One cannot develop solid writing skills without first being a decent reader; underdevelopment of these skills translates to low scores in standardized testing across racial and economic lines, and in all subject areas.
Education begins in a home where reading is intrinsically valuable and necessary; where recognition of the hard work associated with education and doing well in school are top priorities; and where parents join schools in having high expectations for their children's success.
Without this initial foundation and continued support at home, a teacher's hands are tied at school.
Jo Ann Price
To the Editor:
The ills of American education described by Bob Herbert are just a repetition of the sad song that educators, policy makers and parents have been singing for over half a century. Strangely absent from the proposed cures is the subject of improving the job of the teacher.
No education reform is ever going to take hold unless teaching, a cultural relic of the 19th century, is reinvented to professionalize its practice. This means creating a real career ladder for teachers, encouraging teaching in teams instead of in isolation, improving teacher preparation and induction, and introducing a system of gateways to higher levels of learning and earning within teaching.
Until teaching becomes a profession and teachers are held to the same standards as those in other professions, we will all remain captives of a dysfunctional system in which everyone is left behind.
Katherine C. Boles
The writers are lecturers at, respectively, Brandeis University and Harvard Graduate School of Education, and are co-authors of a book about teaching.
To the Editor:
In "Left Behind, Way Behind," Bob Herbert is simply telling us an uncomfortable truth that every parent with school-age children is aware of: public schools aren't doing their job.

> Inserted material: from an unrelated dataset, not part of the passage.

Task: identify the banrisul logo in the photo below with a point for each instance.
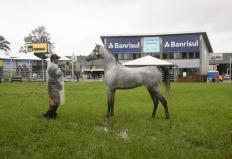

Potential solutions to the public school problem can be found in high-quality secular private schools. Public schools are burdened by intrusive governmental regulation governing curriculum, standardized testing and teacher standards (or lack thereof), the sometimes pernicious influence of teachers' unions and the often deleterious effect of extremists who can exert undue and inappropriate control over the academic curriculum. Most of the top private schools have none of these burdens.
Private schools do, however, have one critical element that many public schools lack: money. Until public schools start to operate and to educate children in a manner more akin to that of private schools, the public schools will continue to fail.